Three other federal police officers, who were standing nearby, came over. One of them made further requests for the LDA and diary records. When Mr Sheridan refused, the officer asked Mr Sheridan to return with him to Mr Sheridan’s vehicle, which was parked in the multilevel public car park, so that he could study his VTD hire car conditions. After initially objecting, Mr Sheridan returned to his vehicle, accompanied by the four federal police officers, where they spent another 10 to 20 minutes arguing over the LDA and diary notes. The officers inspected Mr Sheridan’s hire car conditions before leaving, and Mr Sheridan returned inside to collect his clients.
Mr Sheridan lodged another formal complaint with the federal police and received a similar response stating that the officer acted appropriately and no further action would be taken.
Observations and/or findings — Mr Sheridan does not contend that he was falsely imprisoned in this incident.

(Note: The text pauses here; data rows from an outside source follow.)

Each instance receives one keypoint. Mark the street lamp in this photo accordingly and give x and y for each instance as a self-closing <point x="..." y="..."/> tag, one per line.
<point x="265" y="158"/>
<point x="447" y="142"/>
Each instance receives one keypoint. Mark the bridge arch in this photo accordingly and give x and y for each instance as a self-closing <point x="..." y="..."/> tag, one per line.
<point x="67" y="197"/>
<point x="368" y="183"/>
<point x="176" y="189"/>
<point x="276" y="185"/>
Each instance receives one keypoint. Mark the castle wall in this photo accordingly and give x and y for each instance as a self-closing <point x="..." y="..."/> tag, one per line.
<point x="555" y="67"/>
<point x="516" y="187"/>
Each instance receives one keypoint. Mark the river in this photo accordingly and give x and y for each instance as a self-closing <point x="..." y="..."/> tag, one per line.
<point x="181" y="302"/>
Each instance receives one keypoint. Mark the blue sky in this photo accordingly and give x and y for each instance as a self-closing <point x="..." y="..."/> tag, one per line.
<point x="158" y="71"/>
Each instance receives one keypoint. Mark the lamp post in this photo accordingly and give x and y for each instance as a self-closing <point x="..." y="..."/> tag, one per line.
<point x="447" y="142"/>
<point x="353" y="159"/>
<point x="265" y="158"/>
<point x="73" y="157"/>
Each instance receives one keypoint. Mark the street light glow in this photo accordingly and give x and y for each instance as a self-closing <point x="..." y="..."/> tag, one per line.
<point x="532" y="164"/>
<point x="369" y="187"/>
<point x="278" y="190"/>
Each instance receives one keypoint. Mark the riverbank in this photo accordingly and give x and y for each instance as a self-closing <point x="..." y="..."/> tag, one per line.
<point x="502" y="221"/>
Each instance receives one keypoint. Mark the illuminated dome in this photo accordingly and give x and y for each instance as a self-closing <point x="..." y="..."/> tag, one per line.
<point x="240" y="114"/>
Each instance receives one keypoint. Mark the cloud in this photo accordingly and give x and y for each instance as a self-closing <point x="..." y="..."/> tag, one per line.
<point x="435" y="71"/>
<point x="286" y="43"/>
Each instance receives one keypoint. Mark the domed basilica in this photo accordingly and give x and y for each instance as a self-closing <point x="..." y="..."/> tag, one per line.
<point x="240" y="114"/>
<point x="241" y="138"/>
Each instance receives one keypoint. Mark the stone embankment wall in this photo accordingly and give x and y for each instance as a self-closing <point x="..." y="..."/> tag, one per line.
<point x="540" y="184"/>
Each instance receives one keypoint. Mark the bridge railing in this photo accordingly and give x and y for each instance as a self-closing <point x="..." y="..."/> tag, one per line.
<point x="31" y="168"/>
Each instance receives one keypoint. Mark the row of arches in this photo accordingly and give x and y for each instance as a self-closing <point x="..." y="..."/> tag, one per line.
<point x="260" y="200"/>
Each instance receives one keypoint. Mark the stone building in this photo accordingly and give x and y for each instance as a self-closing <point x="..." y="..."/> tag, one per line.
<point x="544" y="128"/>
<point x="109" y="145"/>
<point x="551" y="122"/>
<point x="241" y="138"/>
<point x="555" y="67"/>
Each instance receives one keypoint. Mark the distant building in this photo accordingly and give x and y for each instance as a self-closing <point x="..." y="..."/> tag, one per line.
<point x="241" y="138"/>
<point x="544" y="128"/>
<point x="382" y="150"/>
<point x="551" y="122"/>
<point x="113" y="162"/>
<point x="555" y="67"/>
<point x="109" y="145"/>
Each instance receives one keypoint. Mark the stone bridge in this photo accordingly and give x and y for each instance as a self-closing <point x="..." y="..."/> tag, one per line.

Third incident — 14 June 2011
The circumstances — Mr Sheridan was approached in the Virgin terminal by two federal police officers, who asked to see his LDA. Mr Sheridan again responded that he had legal advice that he was not required to have an LDA. One of the officers ordered Mr Sheridan to leave the terminal immediately and wait for his client out in the forecourt, which Mr Sheridan did. The client was brought outside to him by another driver and they walked back to the car park, with the officers following nearby, and drove away.
Observations and/or findings — Mr Sheridan does not contend that he was falsely imprisoned in this incident.

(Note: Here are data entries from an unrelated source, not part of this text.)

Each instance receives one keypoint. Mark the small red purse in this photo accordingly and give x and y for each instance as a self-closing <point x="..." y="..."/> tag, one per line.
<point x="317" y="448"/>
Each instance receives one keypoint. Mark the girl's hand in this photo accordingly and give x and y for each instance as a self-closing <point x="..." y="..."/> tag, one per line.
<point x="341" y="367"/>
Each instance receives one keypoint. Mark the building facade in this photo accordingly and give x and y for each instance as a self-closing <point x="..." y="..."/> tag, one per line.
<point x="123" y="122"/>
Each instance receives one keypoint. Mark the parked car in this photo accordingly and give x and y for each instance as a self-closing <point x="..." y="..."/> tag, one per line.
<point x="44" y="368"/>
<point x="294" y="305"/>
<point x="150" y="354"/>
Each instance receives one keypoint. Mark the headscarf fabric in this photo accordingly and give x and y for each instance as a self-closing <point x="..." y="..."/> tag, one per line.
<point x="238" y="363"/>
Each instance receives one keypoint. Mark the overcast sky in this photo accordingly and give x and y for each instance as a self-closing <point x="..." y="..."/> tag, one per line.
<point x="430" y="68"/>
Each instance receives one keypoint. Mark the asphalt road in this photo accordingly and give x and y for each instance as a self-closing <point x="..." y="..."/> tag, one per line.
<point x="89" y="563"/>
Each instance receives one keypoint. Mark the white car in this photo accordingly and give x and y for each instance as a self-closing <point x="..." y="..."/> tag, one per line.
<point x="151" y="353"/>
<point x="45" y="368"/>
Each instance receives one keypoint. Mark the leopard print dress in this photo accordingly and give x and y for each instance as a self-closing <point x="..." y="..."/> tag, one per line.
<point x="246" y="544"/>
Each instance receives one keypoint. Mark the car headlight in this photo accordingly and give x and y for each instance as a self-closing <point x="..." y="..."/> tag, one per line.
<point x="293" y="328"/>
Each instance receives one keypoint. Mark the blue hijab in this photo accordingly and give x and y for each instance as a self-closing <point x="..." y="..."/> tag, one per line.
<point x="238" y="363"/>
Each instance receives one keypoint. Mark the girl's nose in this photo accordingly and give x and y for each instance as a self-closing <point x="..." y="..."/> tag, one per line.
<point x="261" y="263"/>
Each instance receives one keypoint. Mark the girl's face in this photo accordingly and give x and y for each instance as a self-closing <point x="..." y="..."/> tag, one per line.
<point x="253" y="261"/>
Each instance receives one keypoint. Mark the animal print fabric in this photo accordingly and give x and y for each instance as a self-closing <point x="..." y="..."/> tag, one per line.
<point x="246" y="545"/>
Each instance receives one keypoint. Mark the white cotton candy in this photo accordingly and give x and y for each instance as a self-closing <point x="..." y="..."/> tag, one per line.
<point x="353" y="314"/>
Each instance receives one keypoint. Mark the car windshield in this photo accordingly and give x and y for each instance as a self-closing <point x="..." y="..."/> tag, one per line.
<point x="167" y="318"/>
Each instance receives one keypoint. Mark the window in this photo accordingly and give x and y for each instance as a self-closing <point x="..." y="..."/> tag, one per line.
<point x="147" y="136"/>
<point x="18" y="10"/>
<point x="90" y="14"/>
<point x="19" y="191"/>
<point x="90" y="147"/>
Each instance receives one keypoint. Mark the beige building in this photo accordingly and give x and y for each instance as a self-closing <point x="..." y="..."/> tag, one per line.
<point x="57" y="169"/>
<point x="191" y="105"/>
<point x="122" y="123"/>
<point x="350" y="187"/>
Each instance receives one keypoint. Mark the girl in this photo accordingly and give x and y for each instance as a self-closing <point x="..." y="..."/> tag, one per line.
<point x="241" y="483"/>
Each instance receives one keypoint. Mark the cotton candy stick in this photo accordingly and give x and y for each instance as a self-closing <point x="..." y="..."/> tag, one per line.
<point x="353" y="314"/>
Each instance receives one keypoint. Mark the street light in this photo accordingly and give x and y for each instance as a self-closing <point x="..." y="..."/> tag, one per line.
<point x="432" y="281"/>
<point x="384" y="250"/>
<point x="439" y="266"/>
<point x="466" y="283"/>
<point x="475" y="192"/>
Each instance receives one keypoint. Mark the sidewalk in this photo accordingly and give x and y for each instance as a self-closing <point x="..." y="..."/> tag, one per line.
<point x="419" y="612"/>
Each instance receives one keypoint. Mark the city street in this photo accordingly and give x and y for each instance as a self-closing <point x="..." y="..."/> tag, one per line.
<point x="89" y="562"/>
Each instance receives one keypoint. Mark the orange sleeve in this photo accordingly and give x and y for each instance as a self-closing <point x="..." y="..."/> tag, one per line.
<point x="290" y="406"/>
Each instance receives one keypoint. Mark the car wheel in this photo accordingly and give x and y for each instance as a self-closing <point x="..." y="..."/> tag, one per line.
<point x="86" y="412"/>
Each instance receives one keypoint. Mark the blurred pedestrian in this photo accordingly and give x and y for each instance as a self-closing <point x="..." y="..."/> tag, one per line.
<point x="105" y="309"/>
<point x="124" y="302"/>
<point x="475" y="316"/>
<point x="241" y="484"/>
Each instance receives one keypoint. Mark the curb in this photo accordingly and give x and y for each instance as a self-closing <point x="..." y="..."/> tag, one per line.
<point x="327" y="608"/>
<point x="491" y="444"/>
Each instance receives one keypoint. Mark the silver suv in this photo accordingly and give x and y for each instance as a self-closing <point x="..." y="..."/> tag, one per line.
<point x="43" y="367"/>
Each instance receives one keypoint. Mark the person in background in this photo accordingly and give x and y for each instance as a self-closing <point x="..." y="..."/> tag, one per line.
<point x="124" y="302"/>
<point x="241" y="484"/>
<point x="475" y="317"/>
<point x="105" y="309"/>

Fourth incident — 20 September 2011
The circumstances — Mr Sheridan was again approached by two federal police officers, this time in the international terminal, and asked to display an LDA. When Mr Sheridan refused, one officer directed him to return to his parked vehicle so that the officers could inspect his hire car terms and conditions. They did so. Upon returning to the terminal with the officers, Mr Sheridan was approached by Mr John Acling, an airport officer, who asked Mr Sheridan to leave the terminal immediately or be dealt with by the officers. At around the same time, Mr Sheridan’s client arrived and they left the terminal together.
Observations and/or findings — Although Mr Sheridan complied with the direction of the federal police officer to accompany them back to his parked car, I do not consider that Mr Sheridan was relevantly ‘confined’ in this incident.
Fifth incident[67] — 18 July 2012
[67]This is the first incident for which there is a sound recording. It was recorded by Mr Sheridan on his mobile phone.
The circumstances — Mr Sheridan was approached in the Qantas domestic terminal by two VTD officers, who asked to see his LDA. When Mr Sheridan refused, the officers called for two federal police officers to attend, who also requested to see his LDA and discussed identification requirements with him. Mr Sheridan’s client arrived and there followed a short period of discussion, following which Mr Sheridan left with his client.[68]
[68]After this, two VTD officers followed Mr Sheridan back to the car park and made further requests. This is not pleaded though, and is not alleged to constitute false imprisonment. It was led just for timing.
Observations and/or findings — For the reasons set out in the body of the reasons, I do not consider that Mr Sheridan was relevantly ‘confined’ by the conduct of the police officers or the VTD officers in this exchange.
Sixth incident — 3 August 2012
The circumstances — Mr Sheridan was approached in the Qantas domestic terminal by two federal police officers, who requested to see his LDA. Ms Wendy Duke, the Qantas Duty Manager, also attended, instructing Mr Sheridan to leave the terminal on multiple occasions as he did not have an LDA. Ms Duke also made a comment to one of the federal police officers that they should ‘call in the van’. When Mr Sheridan’s client arrived, one of the officers indicated that Mr Sheridan was free to leave and that he ‘was lucky that the van was not available’.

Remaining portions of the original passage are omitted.